Il semble qu’on ne puisse plus mettre en oeuvre un système éducatif, une politique en faveur d’un public ciblé, sans que l’on trouve ces fameux ratios de qualité et de performance qui permettront de juger si l’argent dépensé a été bien employé.
« Eduquer ce n’est pas remplir un vase, c’est allumer un feu. »
Montaigne
Mais que cherche-t-on exactement à évaluer ? Peut-on qualifier objectivement le retour sur investissement d’une campagne d’alphabétisation ? Ou comme le font désormais systématiquement les régions, un projet de rescolarisation ou d’insertion dans l’emploi des jeunes en grand décrochage ? Quel résultat est-on censé attendre en tant que contribuable et commanditaire de ces actions publiques ? Un pourcentage de réussite ? Un nombre de contrats de travail signés ?
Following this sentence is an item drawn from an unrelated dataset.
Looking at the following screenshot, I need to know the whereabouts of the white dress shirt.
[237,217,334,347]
Sur un programme concernant vingt jeunes en grande difficulté, si un seul décroche un job pérenne, fallait-il pour autant ne pas financer le projet ?
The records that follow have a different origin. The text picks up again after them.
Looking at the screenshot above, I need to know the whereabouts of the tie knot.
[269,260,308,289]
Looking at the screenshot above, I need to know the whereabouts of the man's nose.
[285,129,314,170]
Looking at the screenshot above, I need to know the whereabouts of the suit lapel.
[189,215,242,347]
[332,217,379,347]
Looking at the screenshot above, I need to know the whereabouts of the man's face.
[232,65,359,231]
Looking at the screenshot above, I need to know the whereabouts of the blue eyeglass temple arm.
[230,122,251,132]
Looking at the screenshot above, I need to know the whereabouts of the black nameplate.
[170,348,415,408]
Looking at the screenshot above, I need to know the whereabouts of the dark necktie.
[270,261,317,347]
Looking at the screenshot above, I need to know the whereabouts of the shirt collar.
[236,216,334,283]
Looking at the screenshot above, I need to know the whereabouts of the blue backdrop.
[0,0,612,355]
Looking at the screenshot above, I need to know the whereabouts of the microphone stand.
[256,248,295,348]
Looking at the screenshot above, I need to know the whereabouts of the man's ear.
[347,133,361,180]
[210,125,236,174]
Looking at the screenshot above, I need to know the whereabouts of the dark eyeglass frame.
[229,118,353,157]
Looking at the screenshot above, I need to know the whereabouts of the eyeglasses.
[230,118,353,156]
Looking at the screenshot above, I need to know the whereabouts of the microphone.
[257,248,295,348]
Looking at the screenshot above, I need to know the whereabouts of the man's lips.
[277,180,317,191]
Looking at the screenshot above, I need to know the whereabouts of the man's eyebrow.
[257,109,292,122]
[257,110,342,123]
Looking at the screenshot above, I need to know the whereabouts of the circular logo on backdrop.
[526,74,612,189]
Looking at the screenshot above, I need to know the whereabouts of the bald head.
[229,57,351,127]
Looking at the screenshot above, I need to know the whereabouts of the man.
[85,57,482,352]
Le danger de l’évaluation systématique consiste, dans l’exemple précédent, à ne raisonner plus qu’en fonction des objectifs et des résultats de l’action. A mettre trop de finesse et de rigueur dans les attendus, en termes d’indicateurs mesurables, on finit par biaiser l’expérience et ne sélectionner à l’admission dans le process, que des candidats susceptibles de s’en sortir.
Or un programme pour rescolariser les jeunes en grande difficulté n’a-t-il pas justement dans ses gênes le risque de l’échec ?
Le secteur de l’insertion des personnes sans diplômes ou sans expérience professionnelle n’échappe pas à la règle, financé désormais quasiment totalement au rythme des indicateurs. Le revers de la médaille fait que le recrutement des personnes concernées par ces programmes est de plus en plus complexe, les recrues potentielles devant être susceptibles de réussir, faute de non financement des acteurs de l’économie sociale et solidaire (ESS).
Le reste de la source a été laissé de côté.